别出事

    红姨骗人。

    什么情迷意乱心驰神往, 良宵苦短滋味赛过天,还有什么食而知味无法自拔,通通,都是, 假的。

    沈音之无精打采地趴在床上, 只觉着头疼, 手疼, 脚疼,浑身到处疼又重,足足两天提不起劲头,整个人好似被太阳晒枯的小花儿、被大卡车残忍碾碎的破骨头  实在是承受了生命所无法承受的热烈, 怎一个惨字了得

    偏偏肇事者像个没事人, 该吃照吃,该睡还睡。

    除了夜里不厌其烦地照料伤患之外, 清晨里沈琛神色淡淡,背着光,单手扣紧粒粒纽扣, 侧脸脖颈落下半片阴影。依旧是那副不紧不慢、冷淡克制的模样,好似一张永远撕不破的黑白照片, 离凡间烟火十万八千里。

    明明前天晚上不是这样的。

    脑袋里不断浮现那种暧昧的氛围,朦胧的光。沈先生他那双眼睛好似盛着海,黑色的潮水起起落落,汹涌澎湃。往里能瞧见光点儿,小小的, 但望着她时简直亮得惊人。

    尖削的指、无声滚动的喉结。

    以及冷白皮肤下绷紧的青筋,稍稍濡湿的发梢

    所有细微历历在目,所谓活色生香不过如此。

    沈音之拜倒在美色之下,没骨头似的往沈琛身上爬,双手他在突起的喉咙边上摸来摸去。

    “做什么”沈琛捉住手。

    “我就摸摸,你别理我。”他没用几分力气,沈音之轻松挣开,态度里有极了花花公子调戏女人的吊儿郎当。

    请问这和我就蹭蹭,不进去有什么区别

    “再摸就出事了。”

    沈琛说这话的时候表情冷静,吐字清晰。

    尽管声音隐隐透着哑,不过总体来说,仍然冷静,非常冷静

    切。

    说不准是不开心,不甘心,抑或其他什么情绪上头,沈音之明知道开荤的男人撩拨不得  据说原理类似见了血腥的野生动物不再温顺  但她胆大不带怂的,偏就摸了。

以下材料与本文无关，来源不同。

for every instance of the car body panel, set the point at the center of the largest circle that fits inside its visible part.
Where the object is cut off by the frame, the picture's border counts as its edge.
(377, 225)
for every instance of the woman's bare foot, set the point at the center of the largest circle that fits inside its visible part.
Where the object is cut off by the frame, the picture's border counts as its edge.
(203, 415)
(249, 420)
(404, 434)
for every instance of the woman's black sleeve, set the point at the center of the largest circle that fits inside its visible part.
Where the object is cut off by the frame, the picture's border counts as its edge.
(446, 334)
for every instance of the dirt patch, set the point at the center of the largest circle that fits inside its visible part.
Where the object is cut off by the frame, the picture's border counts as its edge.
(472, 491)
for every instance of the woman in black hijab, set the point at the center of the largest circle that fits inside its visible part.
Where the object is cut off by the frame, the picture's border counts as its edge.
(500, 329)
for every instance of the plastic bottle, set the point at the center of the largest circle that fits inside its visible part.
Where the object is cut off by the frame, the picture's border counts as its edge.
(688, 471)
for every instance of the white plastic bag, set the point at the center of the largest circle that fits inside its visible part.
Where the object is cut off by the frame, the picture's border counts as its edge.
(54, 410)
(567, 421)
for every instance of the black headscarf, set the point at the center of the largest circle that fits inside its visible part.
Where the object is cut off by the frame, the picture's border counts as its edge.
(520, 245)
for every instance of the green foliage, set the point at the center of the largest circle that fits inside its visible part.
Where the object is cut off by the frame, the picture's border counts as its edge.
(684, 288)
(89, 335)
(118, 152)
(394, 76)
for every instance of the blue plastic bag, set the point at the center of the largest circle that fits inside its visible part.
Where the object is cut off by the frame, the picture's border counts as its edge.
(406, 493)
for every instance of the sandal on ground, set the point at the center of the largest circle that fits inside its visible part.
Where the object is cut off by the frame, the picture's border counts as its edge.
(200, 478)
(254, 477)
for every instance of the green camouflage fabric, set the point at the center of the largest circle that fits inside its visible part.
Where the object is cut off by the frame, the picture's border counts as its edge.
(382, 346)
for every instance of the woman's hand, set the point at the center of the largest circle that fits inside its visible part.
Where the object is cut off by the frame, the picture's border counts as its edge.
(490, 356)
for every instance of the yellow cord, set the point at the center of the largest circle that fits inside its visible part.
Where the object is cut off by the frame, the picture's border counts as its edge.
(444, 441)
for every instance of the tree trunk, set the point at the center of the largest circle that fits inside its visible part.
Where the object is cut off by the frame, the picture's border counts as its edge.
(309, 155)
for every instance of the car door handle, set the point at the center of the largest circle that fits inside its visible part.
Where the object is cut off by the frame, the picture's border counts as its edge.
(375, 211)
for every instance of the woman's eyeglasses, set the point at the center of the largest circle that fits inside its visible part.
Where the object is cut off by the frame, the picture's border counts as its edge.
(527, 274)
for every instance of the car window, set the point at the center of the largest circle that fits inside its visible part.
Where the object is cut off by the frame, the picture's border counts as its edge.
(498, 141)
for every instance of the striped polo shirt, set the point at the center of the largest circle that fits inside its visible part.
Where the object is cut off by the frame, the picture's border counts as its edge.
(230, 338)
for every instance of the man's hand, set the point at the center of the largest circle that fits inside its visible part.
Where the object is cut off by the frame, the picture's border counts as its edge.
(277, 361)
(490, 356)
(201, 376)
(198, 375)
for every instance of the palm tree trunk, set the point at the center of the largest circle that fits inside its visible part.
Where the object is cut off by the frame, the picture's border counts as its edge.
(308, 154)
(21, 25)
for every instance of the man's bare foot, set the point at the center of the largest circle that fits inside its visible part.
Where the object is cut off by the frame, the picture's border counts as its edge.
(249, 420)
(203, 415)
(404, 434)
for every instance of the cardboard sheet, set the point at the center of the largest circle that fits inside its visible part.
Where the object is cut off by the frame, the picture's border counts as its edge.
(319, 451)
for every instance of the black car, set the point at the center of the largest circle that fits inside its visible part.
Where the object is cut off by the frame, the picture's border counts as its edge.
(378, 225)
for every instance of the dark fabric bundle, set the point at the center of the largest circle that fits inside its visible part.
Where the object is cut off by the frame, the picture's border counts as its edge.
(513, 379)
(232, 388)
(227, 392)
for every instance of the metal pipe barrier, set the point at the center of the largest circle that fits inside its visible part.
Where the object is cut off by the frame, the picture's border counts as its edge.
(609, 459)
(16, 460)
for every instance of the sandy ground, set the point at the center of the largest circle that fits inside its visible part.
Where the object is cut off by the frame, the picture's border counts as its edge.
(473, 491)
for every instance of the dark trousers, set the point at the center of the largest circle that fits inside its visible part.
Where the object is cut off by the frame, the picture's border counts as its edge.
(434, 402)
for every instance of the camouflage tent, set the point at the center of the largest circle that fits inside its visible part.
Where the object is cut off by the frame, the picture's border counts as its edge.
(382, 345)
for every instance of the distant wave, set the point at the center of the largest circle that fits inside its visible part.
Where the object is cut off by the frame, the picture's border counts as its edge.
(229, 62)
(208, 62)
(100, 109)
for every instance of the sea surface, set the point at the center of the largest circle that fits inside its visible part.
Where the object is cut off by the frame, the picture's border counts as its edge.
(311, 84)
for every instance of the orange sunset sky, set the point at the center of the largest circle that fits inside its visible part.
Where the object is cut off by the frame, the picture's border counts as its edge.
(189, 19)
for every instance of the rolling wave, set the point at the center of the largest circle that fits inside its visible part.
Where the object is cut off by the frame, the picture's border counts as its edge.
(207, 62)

    不光摸,分分钟还扯掉他系好的领带,绕在手腕上左扬扬右晃晃。她软软的手指搭在衬衫头纽扣上,作势要解开,嘴巴张张合合状似害怕地问着“什么事,能出什么事呀你要打我吗”脸上的笑却是明媚又张扬。

    这挑衅未免太过分明。

    沈琛垂下长睫,声线低而沙沙“本来念着你年纪小,又娇气,不停喊疼才放着你休息两天,结果你反过来招我。”顿了顿,他眯起眼,温柔得令人近乎毛骨悚然“看来真的太宠你,现在完全都不怕我了,是不是”

    糟糕,老虎屁股摸过火了。

    沈音之当即装起无辜,满脸我只是个傻子我听不懂你在说什么的真诚表情,试图蒙混过关。

    然而。

    晚了。

    酒红色的领带如暗沉的血,缠住两只白细的手腕。沈音之被放在床边,双手动弹不得,眼睁睁瞧着沈琛慢慢解开扣好的纽扣,极为斯文地朝她笑了笑之后,顿时意识到什么叫大难临头。

    她后悔了。

    追悔莫及。

    她这破脑袋瓜子不好使啊,怎么光记得进食中的沈琛犹如深不见底的海,却忘了自个儿只是一条白白嫩嫩超不耐疼的脆弱鱼崽子呢

    仿佛被一巴掌盖进海啸里,

    他那么大个儿,而她小了吧唧,压根经不起几回折腾,呜呜咽咽喊得如遭家暴。

    “知道怕了”传入耳畔的声音低沉有力。

    沈音之颤巍巍摊开手心,“你打我的手吧,随便打。”

    本该是英勇就义的语气,但因为她眼里水汽氤氲,鼻音浓浓的,倒像是服软了。

    “哭了”

    伸手抹去眼角依稀的水光,两只眼睛还是红通通的。

    “疼”

    傻子终归是机灵要命的傻子,大抵发觉有机可趁,下个刹那便抽抽噎噎出声。说疼,说没办法呼吸,感觉自己快要被活活疼死掉,但是因为太爱他了,所以舍不得死掉,正在努力的忍着疼

    “胡说八道些什么”

    沈琛脸冷了几个度,他对死这个字避之不及。

    沈音之缓过来了,只定定瞧着他,不再说话,光眼泪啪嗒啪嗒掉,仿佛受了天大的委屈。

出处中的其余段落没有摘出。